Герцен молчал о политике, опасаясь разрушить дружбу, и находил, что с этой стороны одиночество его продолжается. «Жизнь, – говорил он о себе, – несмотря на любовь, дружбу, разговор и письма, все же не давала мне достаточно жизни». Он скучал. Ведь еще и теперь, через шестьдесят лет, умный человек не всегда знает, что ему делать в провинции, и не способен переварить пустоты и однообразия ее существования. Поневоле он рвется на огонь, в столицу, где если не очень много хорошего, зато много возможностей хорошего, много ожиданий и не меньше иллюзий. Цезарь был, вероятно, не совсем искренен, уверяя, что предпочел бы первое место в деревне второму в Риме. Для Цезарей – в деревне нет места…
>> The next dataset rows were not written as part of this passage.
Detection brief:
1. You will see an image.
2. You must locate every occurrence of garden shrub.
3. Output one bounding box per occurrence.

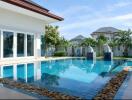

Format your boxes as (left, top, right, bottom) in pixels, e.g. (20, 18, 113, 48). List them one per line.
(54, 51, 66, 57)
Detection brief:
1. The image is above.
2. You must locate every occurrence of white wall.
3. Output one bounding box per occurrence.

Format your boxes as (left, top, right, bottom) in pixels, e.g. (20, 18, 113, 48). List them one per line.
(34, 33, 41, 58)
(0, 8, 46, 34)
(0, 7, 48, 59)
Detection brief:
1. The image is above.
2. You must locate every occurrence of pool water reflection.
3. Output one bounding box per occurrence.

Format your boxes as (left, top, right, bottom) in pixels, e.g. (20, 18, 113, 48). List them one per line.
(0, 59, 128, 99)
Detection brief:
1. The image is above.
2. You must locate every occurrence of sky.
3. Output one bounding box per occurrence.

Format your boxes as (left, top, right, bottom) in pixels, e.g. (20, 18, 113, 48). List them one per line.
(33, 0, 132, 40)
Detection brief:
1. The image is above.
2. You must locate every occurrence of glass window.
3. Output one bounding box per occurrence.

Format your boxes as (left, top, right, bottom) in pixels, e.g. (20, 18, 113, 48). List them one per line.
(3, 31, 13, 58)
(17, 33, 25, 57)
(27, 34, 34, 56)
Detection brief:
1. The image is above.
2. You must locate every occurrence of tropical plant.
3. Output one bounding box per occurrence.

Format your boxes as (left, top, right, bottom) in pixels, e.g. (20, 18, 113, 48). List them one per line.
(108, 39, 117, 52)
(44, 25, 60, 55)
(45, 25, 60, 46)
(54, 51, 66, 57)
(55, 37, 69, 54)
(96, 34, 107, 56)
(57, 37, 69, 48)
(114, 29, 132, 57)
(81, 38, 97, 47)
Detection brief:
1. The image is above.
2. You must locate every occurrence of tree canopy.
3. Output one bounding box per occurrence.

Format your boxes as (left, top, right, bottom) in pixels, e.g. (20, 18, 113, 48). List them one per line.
(45, 25, 60, 46)
(44, 25, 69, 51)
(114, 29, 132, 56)
(81, 38, 97, 47)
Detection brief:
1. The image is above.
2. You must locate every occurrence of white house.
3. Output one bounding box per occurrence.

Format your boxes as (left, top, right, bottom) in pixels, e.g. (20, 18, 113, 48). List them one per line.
(0, 0, 63, 61)
(91, 27, 132, 57)
(91, 27, 119, 41)
(68, 35, 86, 56)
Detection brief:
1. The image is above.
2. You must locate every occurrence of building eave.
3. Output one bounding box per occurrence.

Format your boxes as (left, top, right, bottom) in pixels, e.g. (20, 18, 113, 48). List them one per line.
(1, 0, 64, 21)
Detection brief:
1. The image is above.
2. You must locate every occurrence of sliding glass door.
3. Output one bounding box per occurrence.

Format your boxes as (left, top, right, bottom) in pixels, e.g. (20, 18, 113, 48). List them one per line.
(27, 34, 34, 56)
(3, 31, 13, 58)
(2, 31, 35, 58)
(17, 33, 25, 57)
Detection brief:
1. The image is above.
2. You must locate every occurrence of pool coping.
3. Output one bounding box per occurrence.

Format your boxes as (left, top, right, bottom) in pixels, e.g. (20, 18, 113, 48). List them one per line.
(0, 57, 85, 66)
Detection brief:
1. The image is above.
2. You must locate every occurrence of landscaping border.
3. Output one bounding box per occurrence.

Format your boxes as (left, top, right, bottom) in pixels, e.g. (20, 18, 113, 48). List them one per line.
(0, 78, 81, 100)
(93, 70, 129, 100)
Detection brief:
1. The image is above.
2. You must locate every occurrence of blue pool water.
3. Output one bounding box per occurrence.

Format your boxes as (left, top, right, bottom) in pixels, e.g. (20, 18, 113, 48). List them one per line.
(0, 58, 130, 99)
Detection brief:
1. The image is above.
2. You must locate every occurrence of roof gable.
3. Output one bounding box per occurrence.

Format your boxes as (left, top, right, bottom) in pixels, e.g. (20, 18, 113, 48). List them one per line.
(70, 35, 86, 41)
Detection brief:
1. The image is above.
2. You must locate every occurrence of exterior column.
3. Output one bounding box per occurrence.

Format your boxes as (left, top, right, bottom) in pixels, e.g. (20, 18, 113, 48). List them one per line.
(35, 33, 41, 58)
(1, 32, 3, 59)
(24, 34, 27, 57)
(13, 32, 17, 58)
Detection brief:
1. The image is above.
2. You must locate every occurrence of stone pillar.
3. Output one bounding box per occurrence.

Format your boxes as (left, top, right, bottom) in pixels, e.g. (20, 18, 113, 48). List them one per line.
(87, 46, 96, 60)
(103, 44, 113, 61)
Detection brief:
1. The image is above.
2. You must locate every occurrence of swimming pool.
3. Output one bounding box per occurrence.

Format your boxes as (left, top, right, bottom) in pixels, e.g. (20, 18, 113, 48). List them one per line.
(0, 58, 129, 99)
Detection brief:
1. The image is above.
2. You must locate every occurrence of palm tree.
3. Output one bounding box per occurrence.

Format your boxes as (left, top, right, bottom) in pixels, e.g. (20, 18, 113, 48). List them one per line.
(108, 39, 117, 52)
(114, 29, 132, 57)
(56, 37, 69, 52)
(81, 38, 97, 47)
(96, 34, 107, 56)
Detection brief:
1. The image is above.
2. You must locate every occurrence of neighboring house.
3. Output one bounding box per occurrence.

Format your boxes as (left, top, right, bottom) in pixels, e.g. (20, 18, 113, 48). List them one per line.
(91, 27, 119, 41)
(70, 35, 86, 46)
(91, 27, 131, 56)
(0, 0, 63, 60)
(67, 35, 86, 56)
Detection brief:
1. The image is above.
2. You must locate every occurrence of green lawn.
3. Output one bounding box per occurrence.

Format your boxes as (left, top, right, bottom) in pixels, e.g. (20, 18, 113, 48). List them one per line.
(97, 56, 132, 60)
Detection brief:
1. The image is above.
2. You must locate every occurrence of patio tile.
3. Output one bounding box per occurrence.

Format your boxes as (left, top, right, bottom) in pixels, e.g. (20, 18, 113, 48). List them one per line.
(0, 87, 37, 99)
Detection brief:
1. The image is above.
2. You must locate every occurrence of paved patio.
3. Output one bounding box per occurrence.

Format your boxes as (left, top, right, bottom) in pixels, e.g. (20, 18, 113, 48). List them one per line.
(122, 72, 132, 99)
(115, 72, 132, 99)
(0, 87, 37, 99)
(0, 57, 85, 66)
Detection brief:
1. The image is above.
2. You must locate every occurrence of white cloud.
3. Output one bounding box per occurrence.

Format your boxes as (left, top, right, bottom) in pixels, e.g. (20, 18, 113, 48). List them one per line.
(60, 5, 91, 17)
(113, 14, 132, 20)
(58, 13, 132, 39)
(51, 1, 132, 39)
(107, 1, 132, 11)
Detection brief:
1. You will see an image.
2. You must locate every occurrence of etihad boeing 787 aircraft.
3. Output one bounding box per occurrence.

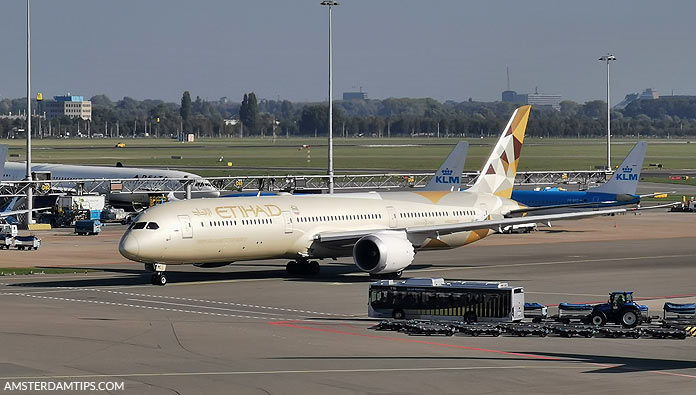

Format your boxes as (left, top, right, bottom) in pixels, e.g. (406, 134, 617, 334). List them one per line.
(119, 105, 630, 285)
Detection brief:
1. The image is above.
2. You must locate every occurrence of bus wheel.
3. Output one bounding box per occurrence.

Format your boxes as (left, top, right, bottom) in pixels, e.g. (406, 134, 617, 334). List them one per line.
(463, 312, 477, 323)
(392, 309, 405, 320)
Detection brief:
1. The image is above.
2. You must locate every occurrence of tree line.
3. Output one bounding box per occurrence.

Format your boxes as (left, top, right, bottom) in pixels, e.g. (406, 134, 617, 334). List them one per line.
(2, 93, 696, 139)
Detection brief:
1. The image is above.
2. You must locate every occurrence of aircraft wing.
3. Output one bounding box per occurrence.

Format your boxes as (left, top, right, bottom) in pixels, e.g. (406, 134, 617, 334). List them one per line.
(314, 207, 628, 244)
(0, 207, 51, 218)
(639, 191, 676, 198)
(505, 200, 619, 217)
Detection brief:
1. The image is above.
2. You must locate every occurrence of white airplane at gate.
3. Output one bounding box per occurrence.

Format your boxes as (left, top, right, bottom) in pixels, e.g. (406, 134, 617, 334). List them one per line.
(119, 105, 630, 285)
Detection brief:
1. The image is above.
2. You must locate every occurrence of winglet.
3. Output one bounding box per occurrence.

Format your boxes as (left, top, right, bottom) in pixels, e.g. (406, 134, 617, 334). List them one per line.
(468, 105, 531, 198)
(592, 141, 647, 195)
(0, 144, 7, 178)
(423, 141, 469, 191)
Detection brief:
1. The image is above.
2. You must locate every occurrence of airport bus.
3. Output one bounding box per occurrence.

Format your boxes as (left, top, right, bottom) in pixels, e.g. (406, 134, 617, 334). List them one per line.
(368, 278, 524, 322)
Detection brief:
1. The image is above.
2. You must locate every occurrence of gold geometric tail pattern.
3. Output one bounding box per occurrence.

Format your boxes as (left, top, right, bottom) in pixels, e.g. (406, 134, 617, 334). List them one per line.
(468, 105, 531, 199)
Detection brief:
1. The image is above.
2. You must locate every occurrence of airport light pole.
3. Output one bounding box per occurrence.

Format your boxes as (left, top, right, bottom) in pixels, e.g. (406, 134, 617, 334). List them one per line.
(599, 53, 616, 171)
(25, 0, 33, 226)
(321, 1, 339, 194)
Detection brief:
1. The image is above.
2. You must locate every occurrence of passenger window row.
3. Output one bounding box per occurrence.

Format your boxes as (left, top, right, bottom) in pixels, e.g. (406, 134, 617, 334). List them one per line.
(297, 213, 382, 223)
(205, 218, 273, 227)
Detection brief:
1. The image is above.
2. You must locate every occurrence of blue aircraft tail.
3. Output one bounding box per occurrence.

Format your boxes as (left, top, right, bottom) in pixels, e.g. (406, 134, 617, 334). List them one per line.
(591, 141, 647, 195)
(423, 141, 469, 191)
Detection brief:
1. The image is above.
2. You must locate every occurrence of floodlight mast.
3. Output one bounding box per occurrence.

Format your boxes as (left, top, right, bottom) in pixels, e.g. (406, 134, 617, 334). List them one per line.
(599, 53, 616, 171)
(26, 0, 33, 225)
(321, 1, 339, 193)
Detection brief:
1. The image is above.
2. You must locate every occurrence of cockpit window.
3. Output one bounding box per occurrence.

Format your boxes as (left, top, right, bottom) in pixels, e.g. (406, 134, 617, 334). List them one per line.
(146, 222, 159, 230)
(132, 222, 147, 230)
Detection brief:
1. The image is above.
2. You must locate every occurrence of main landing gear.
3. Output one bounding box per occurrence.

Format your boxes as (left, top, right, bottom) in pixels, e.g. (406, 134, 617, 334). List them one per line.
(369, 270, 403, 280)
(146, 263, 168, 286)
(286, 259, 320, 275)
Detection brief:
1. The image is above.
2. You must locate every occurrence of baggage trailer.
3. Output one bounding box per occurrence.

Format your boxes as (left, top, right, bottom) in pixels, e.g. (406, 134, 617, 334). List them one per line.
(556, 303, 593, 324)
(14, 235, 41, 250)
(524, 302, 549, 323)
(663, 302, 696, 321)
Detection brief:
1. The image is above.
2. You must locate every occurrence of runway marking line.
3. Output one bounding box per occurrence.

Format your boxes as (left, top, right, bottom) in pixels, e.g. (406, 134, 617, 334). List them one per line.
(126, 298, 286, 317)
(268, 320, 559, 361)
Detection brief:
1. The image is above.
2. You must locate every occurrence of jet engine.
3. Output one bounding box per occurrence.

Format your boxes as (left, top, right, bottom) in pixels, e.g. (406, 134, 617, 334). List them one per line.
(353, 232, 415, 274)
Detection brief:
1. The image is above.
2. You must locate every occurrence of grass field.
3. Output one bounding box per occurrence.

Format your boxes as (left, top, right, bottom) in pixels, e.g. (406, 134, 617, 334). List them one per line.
(3, 137, 696, 177)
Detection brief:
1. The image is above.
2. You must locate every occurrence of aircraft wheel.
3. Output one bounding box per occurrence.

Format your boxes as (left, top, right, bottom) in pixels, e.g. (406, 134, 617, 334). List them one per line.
(309, 261, 320, 275)
(151, 273, 167, 286)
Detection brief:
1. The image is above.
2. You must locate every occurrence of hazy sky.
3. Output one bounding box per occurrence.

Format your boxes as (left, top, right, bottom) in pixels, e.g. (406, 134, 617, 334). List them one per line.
(0, 1, 693, 104)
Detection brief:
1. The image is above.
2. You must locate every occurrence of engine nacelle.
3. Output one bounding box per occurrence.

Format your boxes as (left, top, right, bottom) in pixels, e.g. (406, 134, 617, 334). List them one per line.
(353, 232, 415, 274)
(193, 262, 232, 268)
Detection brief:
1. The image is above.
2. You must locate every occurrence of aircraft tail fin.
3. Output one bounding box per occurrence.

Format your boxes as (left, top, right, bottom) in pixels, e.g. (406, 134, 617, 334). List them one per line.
(0, 144, 7, 178)
(592, 141, 647, 195)
(467, 105, 531, 198)
(423, 141, 469, 191)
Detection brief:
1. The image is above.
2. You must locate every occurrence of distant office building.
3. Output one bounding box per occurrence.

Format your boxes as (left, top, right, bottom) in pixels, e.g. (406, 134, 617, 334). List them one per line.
(45, 95, 92, 120)
(614, 88, 659, 110)
(343, 91, 368, 101)
(526, 93, 562, 110)
(502, 90, 561, 110)
(501, 90, 526, 104)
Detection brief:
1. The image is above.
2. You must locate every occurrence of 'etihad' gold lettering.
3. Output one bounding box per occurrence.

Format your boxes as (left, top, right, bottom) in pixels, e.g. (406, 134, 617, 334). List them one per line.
(214, 205, 283, 219)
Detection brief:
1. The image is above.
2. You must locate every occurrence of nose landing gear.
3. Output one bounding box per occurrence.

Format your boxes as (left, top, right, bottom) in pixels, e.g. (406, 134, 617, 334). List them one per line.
(145, 263, 168, 286)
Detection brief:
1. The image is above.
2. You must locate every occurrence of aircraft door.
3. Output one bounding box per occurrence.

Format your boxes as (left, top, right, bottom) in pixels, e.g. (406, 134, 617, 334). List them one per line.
(282, 212, 293, 234)
(386, 206, 398, 228)
(178, 215, 193, 239)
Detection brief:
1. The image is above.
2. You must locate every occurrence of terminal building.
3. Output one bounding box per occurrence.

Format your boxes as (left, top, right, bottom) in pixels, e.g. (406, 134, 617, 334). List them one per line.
(45, 95, 92, 120)
(614, 88, 660, 110)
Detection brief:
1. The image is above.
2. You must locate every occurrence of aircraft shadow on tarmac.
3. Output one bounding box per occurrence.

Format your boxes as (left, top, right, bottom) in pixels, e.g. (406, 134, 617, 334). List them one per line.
(8, 261, 524, 288)
(529, 352, 696, 374)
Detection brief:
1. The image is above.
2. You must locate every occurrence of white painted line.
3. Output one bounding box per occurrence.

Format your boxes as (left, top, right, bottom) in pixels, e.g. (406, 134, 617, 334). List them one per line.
(126, 298, 286, 317)
(0, 365, 585, 381)
(0, 292, 286, 321)
(405, 253, 696, 275)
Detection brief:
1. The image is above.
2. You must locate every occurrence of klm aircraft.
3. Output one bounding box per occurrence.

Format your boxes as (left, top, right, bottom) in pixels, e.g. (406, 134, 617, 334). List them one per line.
(510, 142, 648, 211)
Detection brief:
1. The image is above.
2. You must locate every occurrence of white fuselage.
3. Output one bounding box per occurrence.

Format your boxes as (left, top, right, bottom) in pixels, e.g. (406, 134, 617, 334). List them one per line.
(2, 162, 220, 205)
(119, 190, 520, 265)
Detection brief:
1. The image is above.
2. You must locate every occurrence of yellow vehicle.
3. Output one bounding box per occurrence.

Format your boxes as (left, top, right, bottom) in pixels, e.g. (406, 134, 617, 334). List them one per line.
(115, 142, 126, 148)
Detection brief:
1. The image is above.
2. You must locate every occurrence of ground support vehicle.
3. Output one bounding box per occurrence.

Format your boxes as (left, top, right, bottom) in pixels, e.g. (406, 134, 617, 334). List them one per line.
(400, 321, 455, 336)
(450, 323, 501, 337)
(370, 320, 410, 332)
(0, 235, 13, 249)
(643, 327, 687, 339)
(524, 302, 549, 323)
(596, 327, 642, 339)
(557, 303, 594, 324)
(551, 325, 596, 338)
(369, 278, 524, 322)
(75, 219, 102, 235)
(14, 235, 41, 250)
(588, 292, 648, 328)
(498, 323, 549, 337)
(663, 302, 696, 322)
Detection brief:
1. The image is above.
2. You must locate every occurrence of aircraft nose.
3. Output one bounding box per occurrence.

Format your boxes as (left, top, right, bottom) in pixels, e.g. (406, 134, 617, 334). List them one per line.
(119, 234, 140, 260)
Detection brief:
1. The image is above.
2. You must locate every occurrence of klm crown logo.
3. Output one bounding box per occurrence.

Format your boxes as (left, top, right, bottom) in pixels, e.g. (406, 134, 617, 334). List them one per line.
(435, 168, 459, 184)
(616, 165, 638, 181)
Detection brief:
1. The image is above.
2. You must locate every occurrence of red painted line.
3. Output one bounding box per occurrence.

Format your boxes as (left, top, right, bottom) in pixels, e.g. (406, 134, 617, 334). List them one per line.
(268, 320, 558, 361)
(546, 293, 696, 307)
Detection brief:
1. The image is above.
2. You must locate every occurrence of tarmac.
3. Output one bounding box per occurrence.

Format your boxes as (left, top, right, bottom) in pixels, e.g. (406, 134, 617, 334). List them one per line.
(0, 210, 695, 394)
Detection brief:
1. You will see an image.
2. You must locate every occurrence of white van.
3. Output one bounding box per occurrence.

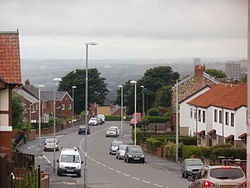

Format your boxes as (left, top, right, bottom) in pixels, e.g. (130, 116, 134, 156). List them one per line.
(57, 147, 83, 177)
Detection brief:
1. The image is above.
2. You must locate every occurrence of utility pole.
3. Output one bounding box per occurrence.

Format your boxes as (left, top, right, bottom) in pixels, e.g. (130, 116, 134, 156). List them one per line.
(175, 80, 179, 162)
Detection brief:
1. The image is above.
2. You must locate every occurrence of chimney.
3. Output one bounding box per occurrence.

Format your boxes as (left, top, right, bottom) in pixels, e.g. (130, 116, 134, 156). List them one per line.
(25, 79, 30, 86)
(194, 65, 205, 77)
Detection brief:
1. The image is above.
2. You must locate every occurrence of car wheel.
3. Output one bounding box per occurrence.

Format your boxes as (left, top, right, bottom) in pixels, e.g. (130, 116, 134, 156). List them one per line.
(141, 159, 145, 164)
(184, 172, 187, 179)
(116, 155, 118, 159)
(57, 170, 61, 176)
(77, 172, 81, 177)
(127, 158, 130, 163)
(182, 172, 184, 178)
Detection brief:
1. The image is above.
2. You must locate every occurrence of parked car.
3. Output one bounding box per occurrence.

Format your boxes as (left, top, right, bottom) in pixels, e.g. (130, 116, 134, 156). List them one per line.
(116, 144, 128, 160)
(110, 126, 120, 136)
(124, 145, 145, 163)
(106, 127, 119, 137)
(57, 147, 83, 177)
(109, 140, 123, 155)
(181, 158, 204, 178)
(78, 125, 90, 135)
(188, 165, 247, 188)
(96, 116, 103, 125)
(88, 117, 98, 126)
(44, 138, 59, 151)
(97, 114, 105, 123)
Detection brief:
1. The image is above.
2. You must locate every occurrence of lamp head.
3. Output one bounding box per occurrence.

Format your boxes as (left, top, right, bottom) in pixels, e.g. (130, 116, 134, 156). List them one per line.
(72, 86, 77, 89)
(118, 85, 123, 88)
(130, 80, 137, 84)
(85, 42, 97, 46)
(38, 85, 45, 88)
(53, 78, 62, 82)
(140, 85, 144, 88)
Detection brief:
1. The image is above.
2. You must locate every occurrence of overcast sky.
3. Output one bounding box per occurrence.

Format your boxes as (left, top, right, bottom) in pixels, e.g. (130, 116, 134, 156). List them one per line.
(0, 0, 247, 59)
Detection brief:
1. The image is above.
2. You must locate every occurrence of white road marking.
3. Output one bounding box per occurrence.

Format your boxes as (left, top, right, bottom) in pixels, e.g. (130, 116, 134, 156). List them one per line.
(108, 167, 114, 170)
(42, 155, 51, 164)
(153, 183, 163, 187)
(142, 180, 151, 184)
(115, 170, 121, 173)
(132, 176, 141, 181)
(123, 173, 130, 177)
(102, 164, 107, 167)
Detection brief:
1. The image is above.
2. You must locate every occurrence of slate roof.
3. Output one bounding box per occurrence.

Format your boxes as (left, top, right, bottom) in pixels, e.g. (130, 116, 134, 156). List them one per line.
(23, 85, 67, 102)
(0, 31, 21, 84)
(188, 83, 247, 110)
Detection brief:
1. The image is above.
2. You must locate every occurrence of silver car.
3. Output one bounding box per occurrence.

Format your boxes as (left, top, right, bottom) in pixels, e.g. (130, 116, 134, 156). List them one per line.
(109, 140, 123, 155)
(44, 138, 59, 151)
(106, 127, 118, 137)
(188, 165, 247, 188)
(181, 158, 204, 178)
(116, 144, 128, 160)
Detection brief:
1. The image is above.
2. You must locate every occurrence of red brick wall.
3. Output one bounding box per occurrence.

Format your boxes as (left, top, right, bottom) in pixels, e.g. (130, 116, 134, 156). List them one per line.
(0, 131, 12, 155)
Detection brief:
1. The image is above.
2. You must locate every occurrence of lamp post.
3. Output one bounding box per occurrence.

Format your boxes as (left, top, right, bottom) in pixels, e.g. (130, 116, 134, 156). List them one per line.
(140, 85, 145, 117)
(53, 78, 61, 173)
(118, 85, 123, 133)
(84, 42, 97, 188)
(130, 80, 137, 145)
(38, 85, 44, 147)
(72, 85, 77, 125)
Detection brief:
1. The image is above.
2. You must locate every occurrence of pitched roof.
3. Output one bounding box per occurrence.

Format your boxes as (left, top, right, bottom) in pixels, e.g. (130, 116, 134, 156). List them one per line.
(22, 85, 67, 102)
(0, 31, 21, 84)
(188, 83, 247, 110)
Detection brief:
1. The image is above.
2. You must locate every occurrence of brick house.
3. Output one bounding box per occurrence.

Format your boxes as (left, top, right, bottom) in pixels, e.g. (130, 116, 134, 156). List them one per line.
(180, 83, 247, 147)
(172, 65, 220, 111)
(16, 80, 73, 122)
(0, 31, 22, 156)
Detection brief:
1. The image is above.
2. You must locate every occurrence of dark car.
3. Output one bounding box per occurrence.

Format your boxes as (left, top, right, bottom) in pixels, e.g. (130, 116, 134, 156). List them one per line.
(78, 125, 90, 135)
(124, 145, 145, 163)
(181, 158, 204, 178)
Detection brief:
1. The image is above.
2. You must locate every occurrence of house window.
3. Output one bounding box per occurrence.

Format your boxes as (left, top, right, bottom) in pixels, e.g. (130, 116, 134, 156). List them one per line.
(194, 109, 197, 120)
(231, 113, 234, 127)
(202, 111, 205, 123)
(68, 104, 72, 110)
(190, 108, 193, 118)
(225, 112, 229, 125)
(62, 104, 65, 110)
(214, 109, 217, 122)
(198, 110, 201, 122)
(219, 110, 222, 123)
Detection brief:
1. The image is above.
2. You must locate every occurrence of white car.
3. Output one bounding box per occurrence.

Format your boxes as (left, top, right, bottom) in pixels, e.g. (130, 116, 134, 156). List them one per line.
(57, 147, 83, 177)
(116, 144, 128, 159)
(88, 117, 98, 126)
(106, 127, 118, 137)
(97, 114, 105, 123)
(110, 126, 120, 136)
(44, 138, 59, 151)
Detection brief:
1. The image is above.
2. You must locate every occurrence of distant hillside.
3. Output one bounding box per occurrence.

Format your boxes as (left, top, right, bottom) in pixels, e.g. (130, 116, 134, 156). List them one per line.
(21, 58, 245, 101)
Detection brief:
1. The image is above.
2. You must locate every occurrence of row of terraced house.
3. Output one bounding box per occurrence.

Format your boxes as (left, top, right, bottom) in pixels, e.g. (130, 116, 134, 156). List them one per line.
(173, 65, 247, 148)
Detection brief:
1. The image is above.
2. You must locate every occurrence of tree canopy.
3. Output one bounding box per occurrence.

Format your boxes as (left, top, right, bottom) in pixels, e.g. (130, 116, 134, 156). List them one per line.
(154, 85, 172, 107)
(205, 69, 226, 78)
(58, 68, 108, 115)
(12, 92, 25, 129)
(116, 66, 179, 114)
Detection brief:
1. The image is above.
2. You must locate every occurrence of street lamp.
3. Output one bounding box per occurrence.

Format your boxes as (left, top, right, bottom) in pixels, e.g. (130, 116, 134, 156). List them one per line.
(118, 85, 123, 133)
(140, 85, 145, 117)
(84, 42, 97, 188)
(130, 80, 137, 145)
(38, 84, 44, 147)
(72, 85, 77, 126)
(53, 78, 61, 173)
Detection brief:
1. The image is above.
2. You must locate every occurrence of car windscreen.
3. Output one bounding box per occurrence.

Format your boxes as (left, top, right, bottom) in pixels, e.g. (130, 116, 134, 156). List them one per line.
(90, 118, 97, 121)
(46, 139, 56, 143)
(60, 155, 80, 163)
(107, 128, 116, 132)
(119, 145, 127, 150)
(112, 141, 123, 146)
(128, 147, 143, 153)
(186, 160, 203, 166)
(210, 168, 244, 180)
(79, 126, 86, 128)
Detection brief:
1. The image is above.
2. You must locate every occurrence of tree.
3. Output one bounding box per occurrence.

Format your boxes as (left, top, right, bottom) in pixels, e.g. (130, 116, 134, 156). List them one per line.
(115, 66, 179, 114)
(154, 85, 172, 107)
(205, 69, 226, 78)
(58, 68, 108, 115)
(12, 92, 25, 129)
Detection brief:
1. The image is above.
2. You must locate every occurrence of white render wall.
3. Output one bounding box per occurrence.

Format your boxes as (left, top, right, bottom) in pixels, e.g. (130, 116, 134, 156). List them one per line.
(235, 107, 247, 140)
(179, 87, 210, 136)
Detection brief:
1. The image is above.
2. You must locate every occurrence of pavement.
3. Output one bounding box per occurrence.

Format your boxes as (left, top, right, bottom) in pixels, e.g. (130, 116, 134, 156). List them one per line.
(18, 123, 182, 187)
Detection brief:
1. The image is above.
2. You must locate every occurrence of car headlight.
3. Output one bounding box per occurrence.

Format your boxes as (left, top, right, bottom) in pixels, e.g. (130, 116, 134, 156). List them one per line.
(141, 155, 145, 158)
(76, 165, 81, 169)
(187, 168, 192, 171)
(59, 164, 64, 168)
(128, 154, 132, 158)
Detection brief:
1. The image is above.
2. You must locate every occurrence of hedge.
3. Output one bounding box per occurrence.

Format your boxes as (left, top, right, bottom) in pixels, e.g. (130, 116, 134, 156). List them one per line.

Полные отчаяния и тоски письма Натальи Александровны продолжали приходить. Остановимся еще немного на этом романе, исполненном поэзии и правды жизни.
Ее жених – полковник – понравился всем. Сенатор его ласкал, отец Герцена находил, что «лучше жениха нельзя ждать и желать не должно». Княгиня ничего не говорила прямо, но притесняла все больше и торопила дело. Девушка пробовала прикидываться при женихе совершенной дурочкой, думая, что этим отстращает его. Нисколько, он продолжал ездить чаще и чаще.
«Вчера, – пишет она, – была у меня Эмилия, вот что она сказала: „Если бы я услышала, что ты умерла, я бы с радостью перекрестилась и поблагодарила бы Бога“. Она права во многом, но не совсем; душа ее, живущая одним горем, поняла вполне страдания моей души, но блаженство, которым ее наполняет любовь, едва ли ей доступно».
Княгиня, несмотря на препятствия, не унывала.
«Желая очистить свою совесть, она призвала священника, знакомого с полковником, и спрашивала его, не грех ли будет отдать меня насильно? Священник сказал, что будет даже богоугодно пристроить сироту. Я пошла за своим духовником и открыла ему все».